Gericht: Oberlandesgericht Hamm
Beschluss verkündet am 13.02.2001
Aktenzeichen: 3 BL 12/01
Rechtsgebiete: StPO


Vorschriften:

StPO § 121
Leitsatz

Zum wichtigen Grund im Sinn von § 121 StPO bei verzögerter Erstellung eines Sachverständigengutachtens


Beschluss Strafsache gegen S.L.,

wegen Totschlags hier: Haftprüfung gemäß § 121, 122 StPO).

Auf die Vorlage der Akten zur Haftprüfung gemäß §§ 121, 122 StPO hat der 3. Strafsenat des Oberlandesgerichts Hamm am 13. Februar 2001 durch den Vorsitzenden Richter am Oberlandesgericht, den Richter am Oberlandesgericht und die Richterin am Oberlandesgericht nach Anhörung der Generalstaatsanwaltschaft und des Beschuldigten sowie seines Verteidigers beschlossen:

Tenor:

Die Fortdauer der Untersuchungshaft über sechs Monate hinaus wird angeordnet.

Die weitere Haftprüfung für die Dauer von drei Monaten wird dem nach den allgemeinen Vorschriften dafür zuständigen Gericht übertragen.

Gründe:

Der Beschuldigte befindet sich nach seiner Festnahme am 03.08.2000 seit dem 04.08.2000 aufgrund des Haftbefehls des Amtsgerichts Gütersloh vom selben Tage - 12 Gs 712/00 - in Untersuchungshaft.

Dem Beschuldigten wird zur Last gelegt, am 03.08.2000 in Harsewinkel seinen zur Tatzeit knapp 2 Jahre alten Sohn D.L. mit Tötungsabsicht so tiefe Stich-/Schnittverletzungen im Brust- und Bauchbereich beigebracht zu haben, dass das Kind - wie von dem Beschuldigten beabsichtigt - an den Folgen dieser Verletzungen noch am Tatort im Flur der Wohnung S. Straße 5 verstarb.
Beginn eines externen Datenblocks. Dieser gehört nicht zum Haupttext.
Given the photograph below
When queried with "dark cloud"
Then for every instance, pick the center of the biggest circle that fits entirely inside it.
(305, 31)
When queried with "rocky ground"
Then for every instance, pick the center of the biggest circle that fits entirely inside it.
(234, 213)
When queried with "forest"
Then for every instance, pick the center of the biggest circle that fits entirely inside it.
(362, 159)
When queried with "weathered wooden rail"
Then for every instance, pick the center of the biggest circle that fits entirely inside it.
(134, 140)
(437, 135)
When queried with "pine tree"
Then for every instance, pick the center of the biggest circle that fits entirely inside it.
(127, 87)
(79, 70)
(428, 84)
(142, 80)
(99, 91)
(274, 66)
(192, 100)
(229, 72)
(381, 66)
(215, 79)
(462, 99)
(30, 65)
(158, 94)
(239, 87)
Der Tat war ein heftiger Streit des Beschuldigten mit seiner Ehefrau E.L., von der er getrennt lebte, über die von der Ehefrau geplante Scheidung sowie das Sorgerecht für das Kind vorausgegangen.
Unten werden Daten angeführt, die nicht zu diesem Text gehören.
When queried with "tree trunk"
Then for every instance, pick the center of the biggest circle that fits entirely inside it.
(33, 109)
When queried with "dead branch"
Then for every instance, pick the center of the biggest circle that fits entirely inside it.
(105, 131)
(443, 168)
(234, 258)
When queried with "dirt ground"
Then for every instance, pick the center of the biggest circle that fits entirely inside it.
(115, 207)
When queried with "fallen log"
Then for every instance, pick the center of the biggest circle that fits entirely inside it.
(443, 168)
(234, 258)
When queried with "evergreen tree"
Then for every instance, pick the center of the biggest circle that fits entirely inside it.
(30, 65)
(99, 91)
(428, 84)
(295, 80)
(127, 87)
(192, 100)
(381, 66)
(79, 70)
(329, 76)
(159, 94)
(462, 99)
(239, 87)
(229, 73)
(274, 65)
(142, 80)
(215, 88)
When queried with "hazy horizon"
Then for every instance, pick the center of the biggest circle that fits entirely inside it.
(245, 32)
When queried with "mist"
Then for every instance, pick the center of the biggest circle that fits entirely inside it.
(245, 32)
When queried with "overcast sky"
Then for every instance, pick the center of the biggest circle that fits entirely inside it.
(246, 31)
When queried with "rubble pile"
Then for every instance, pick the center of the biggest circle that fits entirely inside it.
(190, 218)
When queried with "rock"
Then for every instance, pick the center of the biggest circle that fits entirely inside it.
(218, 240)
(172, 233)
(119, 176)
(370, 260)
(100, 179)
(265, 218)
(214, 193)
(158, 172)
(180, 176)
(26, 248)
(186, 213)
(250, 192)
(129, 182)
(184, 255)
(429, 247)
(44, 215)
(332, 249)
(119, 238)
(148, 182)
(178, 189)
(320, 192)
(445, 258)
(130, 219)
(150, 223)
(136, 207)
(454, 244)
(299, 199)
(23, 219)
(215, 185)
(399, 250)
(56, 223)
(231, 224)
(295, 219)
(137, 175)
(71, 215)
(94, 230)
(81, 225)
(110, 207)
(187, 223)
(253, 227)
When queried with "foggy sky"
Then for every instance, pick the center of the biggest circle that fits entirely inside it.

Der Beschuldigte ist dieser Tat dringend verdächtig aufgrund seiner geständigen Einlassung vor der Kriminalpolizei in Verbindung mit dem objektiven Spurenbild am Tatort und den Angaben seiner zeugenschaftlich vernommenen Ehefrau und weiterer Zeugen.

Gegen den Beschuldigten besteht der Haftgrund des § 112 Abs. 3 StPO Der Beschuldigte ist eines Deliktes wider das Leben dringend verdächtig. Er ist darüber hinaus wahrscheinlich drogen- und alkoholabhängig und neigt - wie nicht zuletzt auch die Tat gezeigt hat - zu Kurzschlussreaktionen. Es spricht daher alles dafür, dass er sich angesichts der für ihn bestehenden hohen Straferwartung einerseits und seiner verzweifelten persönlichen Lage andererseits dem weiteren Strafverfahren durch Flucht in sein Heimatland oder durch Untertauchen oder auf andere Weise entziehen wird.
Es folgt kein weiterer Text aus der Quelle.